BUHARI, OKOWA, OBASEKI MOURN AS J. P. CLARK DIES AT 86

President Muhammadu Buhari has joined other prominent Nigerians to mourn the death of renowned writer and poet, Professor John Pepper Clark.

Buhari in a statement issued by his spokesperson, Mr. Femi Adesina, paid tribute to one of Nigeria’s finest poets, dramatist and recipient of the Nigerian National Order of Merit Award for literary excellence, whose repertoire of published works depicts the hard work of a great man, devoted to a lifetime of writing, knowledge and promotion of the indigenous culture of the Ijaw nation.
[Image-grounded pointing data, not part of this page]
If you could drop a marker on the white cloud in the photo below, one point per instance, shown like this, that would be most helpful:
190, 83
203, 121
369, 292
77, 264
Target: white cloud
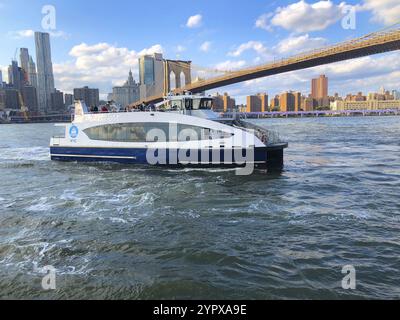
194, 21
263, 22
230, 65
256, 46
298, 44
206, 46
180, 49
100, 65
365, 74
304, 17
59, 34
22, 34
384, 11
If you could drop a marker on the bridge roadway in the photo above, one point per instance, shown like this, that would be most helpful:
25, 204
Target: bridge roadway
374, 43
312, 113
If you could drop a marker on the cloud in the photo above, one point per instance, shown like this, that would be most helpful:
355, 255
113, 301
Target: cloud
256, 46
59, 34
22, 34
303, 17
206, 46
195, 21
180, 49
263, 22
230, 65
365, 74
386, 12
293, 44
100, 65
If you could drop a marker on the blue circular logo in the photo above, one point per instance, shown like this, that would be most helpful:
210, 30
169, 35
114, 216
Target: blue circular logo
73, 132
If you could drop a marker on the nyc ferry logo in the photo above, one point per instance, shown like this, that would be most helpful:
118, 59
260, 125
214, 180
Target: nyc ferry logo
73, 132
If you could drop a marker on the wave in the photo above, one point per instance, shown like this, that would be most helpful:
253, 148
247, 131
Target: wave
24, 154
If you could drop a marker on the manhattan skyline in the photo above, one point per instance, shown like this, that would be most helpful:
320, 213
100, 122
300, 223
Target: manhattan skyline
102, 56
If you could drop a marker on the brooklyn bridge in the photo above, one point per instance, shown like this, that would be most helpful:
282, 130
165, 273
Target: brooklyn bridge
374, 43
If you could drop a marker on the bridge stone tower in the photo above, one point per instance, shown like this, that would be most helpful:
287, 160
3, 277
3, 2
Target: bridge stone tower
177, 75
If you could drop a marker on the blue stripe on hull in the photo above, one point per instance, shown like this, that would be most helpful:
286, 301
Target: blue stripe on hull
135, 156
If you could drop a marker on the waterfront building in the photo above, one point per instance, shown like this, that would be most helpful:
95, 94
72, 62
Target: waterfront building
151, 75
365, 105
275, 103
68, 99
90, 96
2, 99
57, 101
308, 104
16, 76
319, 87
12, 99
29, 96
297, 101
287, 102
126, 94
223, 103
24, 62
45, 77
32, 75
257, 103
319, 90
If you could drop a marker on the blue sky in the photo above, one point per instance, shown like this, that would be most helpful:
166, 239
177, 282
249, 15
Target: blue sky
95, 43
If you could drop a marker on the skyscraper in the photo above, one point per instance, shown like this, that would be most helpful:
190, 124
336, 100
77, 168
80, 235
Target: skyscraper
90, 96
319, 87
16, 76
126, 94
151, 75
257, 103
24, 62
44, 71
32, 75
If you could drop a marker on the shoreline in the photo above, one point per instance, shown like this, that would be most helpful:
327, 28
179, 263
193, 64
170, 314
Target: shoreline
250, 116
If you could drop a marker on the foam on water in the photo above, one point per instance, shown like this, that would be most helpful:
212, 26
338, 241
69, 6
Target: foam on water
121, 232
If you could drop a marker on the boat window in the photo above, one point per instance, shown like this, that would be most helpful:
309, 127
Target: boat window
202, 104
59, 132
188, 104
153, 132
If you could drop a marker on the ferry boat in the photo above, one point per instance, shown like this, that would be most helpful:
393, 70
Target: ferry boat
181, 131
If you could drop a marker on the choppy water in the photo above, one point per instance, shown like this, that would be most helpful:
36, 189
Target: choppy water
118, 232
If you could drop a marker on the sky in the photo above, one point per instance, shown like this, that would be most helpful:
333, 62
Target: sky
96, 43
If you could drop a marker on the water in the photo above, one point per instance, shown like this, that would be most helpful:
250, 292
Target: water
117, 232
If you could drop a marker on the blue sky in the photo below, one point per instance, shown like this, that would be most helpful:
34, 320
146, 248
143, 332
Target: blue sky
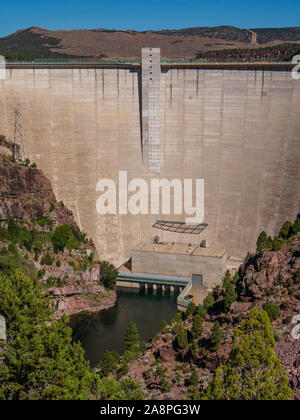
146, 14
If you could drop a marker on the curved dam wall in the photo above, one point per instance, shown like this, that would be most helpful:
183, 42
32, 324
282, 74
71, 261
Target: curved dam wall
238, 129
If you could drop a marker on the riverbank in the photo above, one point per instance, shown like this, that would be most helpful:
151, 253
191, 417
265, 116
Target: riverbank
105, 330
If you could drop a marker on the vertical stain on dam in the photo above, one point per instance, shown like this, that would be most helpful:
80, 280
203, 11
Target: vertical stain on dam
86, 125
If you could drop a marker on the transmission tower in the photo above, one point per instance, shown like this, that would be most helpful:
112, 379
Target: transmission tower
18, 135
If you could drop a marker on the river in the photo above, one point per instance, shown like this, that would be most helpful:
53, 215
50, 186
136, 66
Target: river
105, 330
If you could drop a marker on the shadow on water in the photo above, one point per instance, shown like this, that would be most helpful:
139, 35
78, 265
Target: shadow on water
105, 330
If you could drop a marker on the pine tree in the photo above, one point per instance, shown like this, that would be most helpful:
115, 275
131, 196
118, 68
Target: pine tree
132, 337
194, 378
181, 339
216, 336
262, 242
197, 327
230, 296
253, 372
208, 301
286, 230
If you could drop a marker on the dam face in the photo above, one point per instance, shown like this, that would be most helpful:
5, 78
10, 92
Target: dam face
238, 129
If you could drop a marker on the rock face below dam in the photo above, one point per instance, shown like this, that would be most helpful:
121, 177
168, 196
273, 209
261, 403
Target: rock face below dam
238, 129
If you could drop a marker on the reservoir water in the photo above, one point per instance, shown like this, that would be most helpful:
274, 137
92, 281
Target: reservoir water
105, 330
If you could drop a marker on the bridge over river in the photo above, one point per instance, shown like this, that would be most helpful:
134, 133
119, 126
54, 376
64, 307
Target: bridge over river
180, 284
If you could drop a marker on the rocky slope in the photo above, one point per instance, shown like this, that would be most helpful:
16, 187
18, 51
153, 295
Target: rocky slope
112, 44
29, 216
269, 277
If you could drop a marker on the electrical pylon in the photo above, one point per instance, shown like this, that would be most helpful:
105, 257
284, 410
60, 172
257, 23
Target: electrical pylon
18, 135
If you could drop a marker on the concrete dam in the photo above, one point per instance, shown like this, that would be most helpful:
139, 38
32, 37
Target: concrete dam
237, 127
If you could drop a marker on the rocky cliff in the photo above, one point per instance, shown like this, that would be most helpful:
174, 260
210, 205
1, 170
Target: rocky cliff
30, 217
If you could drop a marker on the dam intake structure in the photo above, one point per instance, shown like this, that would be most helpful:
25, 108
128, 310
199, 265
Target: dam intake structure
234, 125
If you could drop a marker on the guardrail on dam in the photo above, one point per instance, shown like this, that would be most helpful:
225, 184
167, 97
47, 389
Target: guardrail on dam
235, 125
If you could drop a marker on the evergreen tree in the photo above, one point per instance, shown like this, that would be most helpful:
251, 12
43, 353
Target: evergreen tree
201, 311
182, 339
286, 230
163, 325
209, 301
109, 362
296, 226
230, 296
197, 327
109, 274
132, 337
272, 310
194, 378
191, 309
40, 360
216, 336
253, 372
262, 242
277, 244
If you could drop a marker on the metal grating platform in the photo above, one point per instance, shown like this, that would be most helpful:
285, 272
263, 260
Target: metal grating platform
179, 227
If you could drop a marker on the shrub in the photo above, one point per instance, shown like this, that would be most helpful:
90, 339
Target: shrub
272, 310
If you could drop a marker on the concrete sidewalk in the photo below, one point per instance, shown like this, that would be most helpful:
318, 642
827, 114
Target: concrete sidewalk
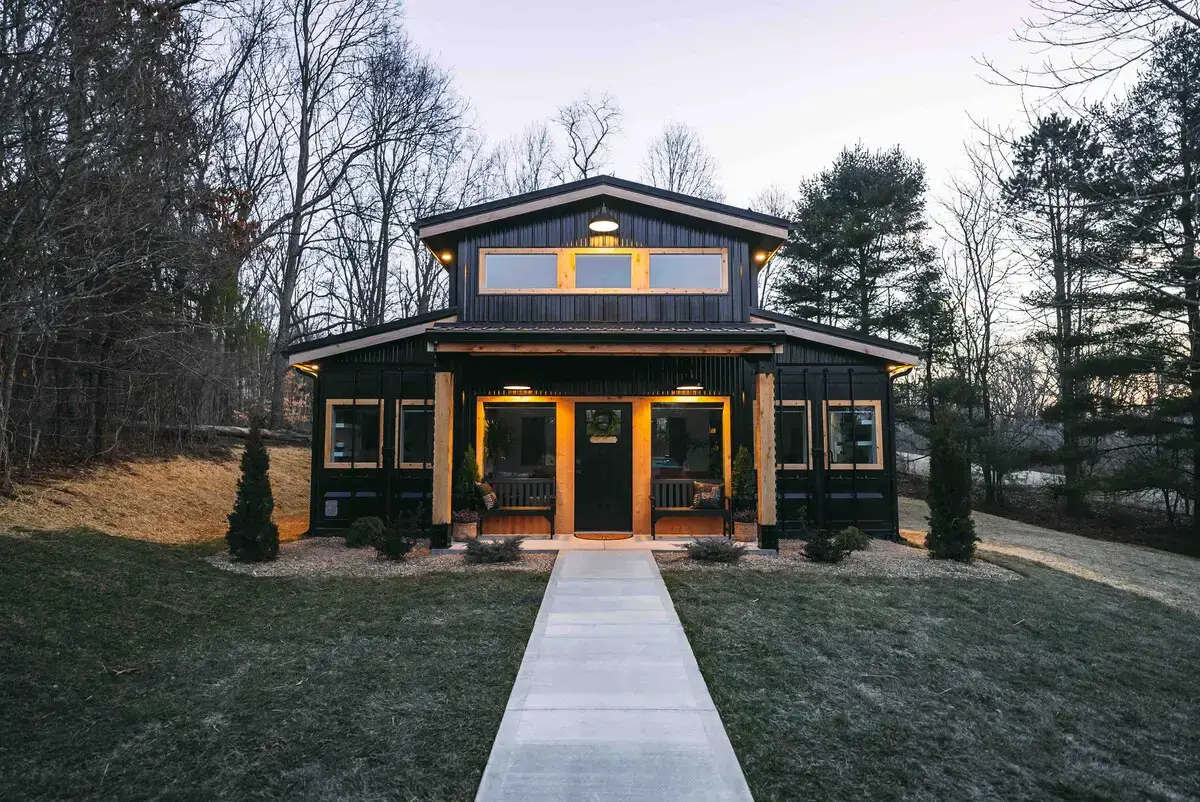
610, 702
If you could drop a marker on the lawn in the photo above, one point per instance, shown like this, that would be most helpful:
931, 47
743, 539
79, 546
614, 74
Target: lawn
1051, 687
132, 670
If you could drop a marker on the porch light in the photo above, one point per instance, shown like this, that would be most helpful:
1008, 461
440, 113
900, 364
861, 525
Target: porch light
604, 222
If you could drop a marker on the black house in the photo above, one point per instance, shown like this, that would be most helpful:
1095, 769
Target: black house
604, 336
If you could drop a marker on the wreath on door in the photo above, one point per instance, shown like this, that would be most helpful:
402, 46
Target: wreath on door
604, 426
President Buhari”, the statement said, “takes solace that his body of literary works, which earned him recognition and respect both at home and abroad would continue to inspire upcoming Nigerian writers to pursue literary excellence and flourish in their chosen vocation”.

In a similar statement, Edo State Governor, Mr. Godwin Obaseki expressed a deep sense of shock and foreboding over the sad news.

Obaseki described Clark as “a great academic and a celebrated poet, who contributed immensely to Nigeria’s advancement through his numerous works”.

On his own remarks, Delta State Governor, Senator Ifeanyi Okowa, said the literary world had lost an enigma whose works would continue to dominate the contemporary Nigerian society.

Describing his passage as a great loss to the country and the literary world, the Governor extolled the immense contributions of the late writer to the growth and development of literature in Nigeria, Africa and beyond.

The Emeritus Professor of Literature, according to his family, died in the wee hours of yesterday, aged 86.

A scion of the Clark-Fuludu Bekederemo family, who hailed from Kiagbodo town, Burutu Local Government Area of Delta State, the late professor, was the younger brother to elder statesman and Ijaw national leader, Chief Edwin Clark.

Born on December 6, 1933, to an Ijaw father and Urhobo mother, Clark received his early education at the Native Authority School, Okrika (Ofinibenya-Ama), in Burutu Local Government Area (then Western Ijaw) and the prestigious Government College in Ughelli, and his BA degree in English at the University of Ibadan, where he edited various magazines, including the Beacon and The Horn.

Upon graduation from Ibadan in 1960, he worked as an information officer in the Ministry of Information, in the old Western Region of Nigeria, as features editor of the Daily Express, and as a research fellow at the Institute of African Studies, University of Ibadan.

He served for several years as a Professor of English at the University of Lagos, a position from which he retired in 1980. While at the University of Lagos he was co-editor of the literary magazine Black Orpheus.

In 1982, along with his wife Ebun Odutola (a professor and former director of the Centre for Cultural Studies at the University of Lagos), he founded the PEC Repertory Theatre in Lagos.